The imam swallowed again and kept his eyes straight ahead.

“I want to hurt them. Badly. Why? None of your beeswax, holy man. Maybe just because I love rock and roll. But I need gunmen. I want twelve Somali jihadis smuggled into Canada and held in a safe house near the border in mid-November. They should be true believers of low intelligence and profound impulses toward religious obedience. True believers, the seventy-two virgins, all that horseshit. If blooded, so much the better.”

“It’s impossible,” said the imam.

“I told you, nothing’s impossible. You have connections with half a dozen refugee organizations. As well, you have contacts with Hizbul Islam in Mogadishu, and the general will provide you what you need if you can convince him. And you will convince him.”

“What is this all about?”

“America, that is, America, the Mall. You know the place? A hideous vulgarity a dozen or so miles out of town in Indian Falls. Busy, busy, busy. It will be jammed on the day after Thanksgiving. Your gunmen will unjam it.”

“That’s impossible.”

“Nothing is impossible. I will provide weapons and access and plans. I will take over the mall security system. We will give them a lesson they will never forget to the glory of your God and mine. Your job is to get the men, hold them, and deliver them at a certain moment. The plan is not sophisticated and will require no rehearsal. These fellows will simply walk down a hallway, shooting. Then they will hold hostages for a short while. That’s all. None of them will survive; it is a martyr’s mission. I invite you to join me in death and glory. Together, we will punish them for their sins, and for the murder of the Holy Warrior in his bed.”

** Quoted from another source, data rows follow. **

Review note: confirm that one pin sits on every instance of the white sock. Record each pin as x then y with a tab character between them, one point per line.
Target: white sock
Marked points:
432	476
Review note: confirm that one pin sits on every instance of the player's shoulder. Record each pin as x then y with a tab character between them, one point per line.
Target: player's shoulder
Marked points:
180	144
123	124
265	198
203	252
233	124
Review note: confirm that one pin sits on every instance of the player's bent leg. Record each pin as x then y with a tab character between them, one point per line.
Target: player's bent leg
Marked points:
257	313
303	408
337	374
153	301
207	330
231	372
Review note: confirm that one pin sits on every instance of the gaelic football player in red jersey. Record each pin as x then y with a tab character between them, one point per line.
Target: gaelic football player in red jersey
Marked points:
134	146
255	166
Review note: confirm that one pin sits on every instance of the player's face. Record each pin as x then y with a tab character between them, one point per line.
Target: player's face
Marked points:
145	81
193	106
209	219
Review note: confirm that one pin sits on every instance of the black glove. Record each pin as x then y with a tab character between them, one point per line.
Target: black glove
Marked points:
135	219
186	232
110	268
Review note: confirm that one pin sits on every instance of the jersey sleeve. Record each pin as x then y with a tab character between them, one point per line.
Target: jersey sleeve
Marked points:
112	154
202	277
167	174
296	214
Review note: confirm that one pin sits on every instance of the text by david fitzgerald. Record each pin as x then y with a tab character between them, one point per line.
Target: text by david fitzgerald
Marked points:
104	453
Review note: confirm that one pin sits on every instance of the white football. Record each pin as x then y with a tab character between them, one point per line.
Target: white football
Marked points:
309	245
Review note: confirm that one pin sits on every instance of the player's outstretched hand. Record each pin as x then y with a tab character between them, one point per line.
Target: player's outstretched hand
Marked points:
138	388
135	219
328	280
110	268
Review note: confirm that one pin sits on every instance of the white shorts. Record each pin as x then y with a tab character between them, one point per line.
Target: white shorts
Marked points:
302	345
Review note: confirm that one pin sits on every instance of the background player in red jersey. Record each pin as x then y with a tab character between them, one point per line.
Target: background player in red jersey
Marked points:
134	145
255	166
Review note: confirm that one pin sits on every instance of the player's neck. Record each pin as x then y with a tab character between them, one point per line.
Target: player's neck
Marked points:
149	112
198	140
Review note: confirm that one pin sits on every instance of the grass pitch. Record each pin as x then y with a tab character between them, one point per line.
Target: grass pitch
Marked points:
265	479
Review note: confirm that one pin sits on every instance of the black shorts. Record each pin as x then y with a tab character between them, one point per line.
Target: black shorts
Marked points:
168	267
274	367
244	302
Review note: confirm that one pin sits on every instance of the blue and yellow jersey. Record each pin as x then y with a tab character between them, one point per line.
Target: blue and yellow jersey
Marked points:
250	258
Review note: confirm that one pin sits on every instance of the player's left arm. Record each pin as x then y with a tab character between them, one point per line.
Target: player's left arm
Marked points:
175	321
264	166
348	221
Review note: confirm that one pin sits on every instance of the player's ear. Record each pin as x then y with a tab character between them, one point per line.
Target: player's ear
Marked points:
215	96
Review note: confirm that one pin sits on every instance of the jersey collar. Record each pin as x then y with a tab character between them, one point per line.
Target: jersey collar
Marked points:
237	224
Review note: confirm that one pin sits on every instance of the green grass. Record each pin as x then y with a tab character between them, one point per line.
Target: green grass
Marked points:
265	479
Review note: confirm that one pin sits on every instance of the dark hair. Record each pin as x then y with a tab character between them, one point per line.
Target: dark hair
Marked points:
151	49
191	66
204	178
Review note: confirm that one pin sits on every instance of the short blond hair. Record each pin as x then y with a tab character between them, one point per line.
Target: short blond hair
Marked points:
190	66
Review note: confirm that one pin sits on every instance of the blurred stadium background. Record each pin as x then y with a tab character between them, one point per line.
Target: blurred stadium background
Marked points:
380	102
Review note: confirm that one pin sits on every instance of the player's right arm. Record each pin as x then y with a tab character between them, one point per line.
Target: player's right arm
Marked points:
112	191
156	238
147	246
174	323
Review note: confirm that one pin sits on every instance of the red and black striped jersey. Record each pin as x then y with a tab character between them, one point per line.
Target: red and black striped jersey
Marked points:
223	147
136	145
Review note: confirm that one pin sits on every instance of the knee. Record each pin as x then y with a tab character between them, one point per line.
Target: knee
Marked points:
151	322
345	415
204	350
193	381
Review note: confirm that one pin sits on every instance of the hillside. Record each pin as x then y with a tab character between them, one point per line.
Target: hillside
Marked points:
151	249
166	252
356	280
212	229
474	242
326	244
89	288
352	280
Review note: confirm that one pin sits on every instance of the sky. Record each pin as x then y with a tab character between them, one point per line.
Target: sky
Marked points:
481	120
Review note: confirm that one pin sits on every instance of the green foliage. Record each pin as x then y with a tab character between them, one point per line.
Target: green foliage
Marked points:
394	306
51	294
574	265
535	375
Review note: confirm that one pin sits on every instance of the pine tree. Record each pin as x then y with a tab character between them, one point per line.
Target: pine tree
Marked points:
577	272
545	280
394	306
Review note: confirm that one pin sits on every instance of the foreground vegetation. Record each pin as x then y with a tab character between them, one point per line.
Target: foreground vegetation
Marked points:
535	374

“It costs money and permission. You cannot do such a thing without finances and a judgment from higher councils. We must examine to make sure such a course is correct and consider the political consequences. Ours is not simple nihilism but political policy.”

“Bullshit. Listen to these rules and commit to them, or this will all go away and you will burn in your hell for eternity. No e-mails. E-mail has been penetrated. No phone calls, also penetrated. Nothing written. No Facebook or Twitter or any stupid teenaged thing that you guys always give yourself away on. Nothing amateur. There must be no physical or electronic acknowledgment of the planned event, no records. Everything recorded can be recovered. The imam himself must not deviate from his routine of the past few months except to handle communications with the great General Hassan Dahir Aweys in Somalia, solely by satellite phone, which will be provided. But he should contact no other units, no Al-Qaeda cells, nothing, as all communications must be presumed penetrated. He must never ask permission. Everything must be local and person to person, guaranteed by a handshake and mutual obedience to your faith.”

The imam hardly knew what to say. Was this a dream, a phantom, a movie? But then he had an image of America, the Mall, consumed in flame, riven with blood, heaped with bodies of dogs, the smoke blowing its acrid perfume, an American blazing in the heart of middle America, and he was profoundly moved. The Holy Warrior avenged.

The imam arrived at his prosaic two-bedroom house in his prosaic neighborhood.

He pulled into his garage.

“Get out quickly, go inside, and say or write nothing. Cling exactly to your routine. Here is an envelope with ten thousand cash, to support your activities. It must never be banked because banks raise alarms. They are not on your side. Make plans to go to Somalia within the month to find and arrange for the boys. Nothing on paper, nothing by phone, nothing by e-mail. Be hard, disciplined, focused, and I will give you glory you haven’t even dreamed of.”

“Is this a trick? Are you an agent provocateur? Have you been sent here to gull me into a mistake? What is-”

“You want proof, is that it? You don’t trust the white kid? You think I’m on some kind of prank or working for the assholes of five-oh? Hmm, what can I do to convince you?”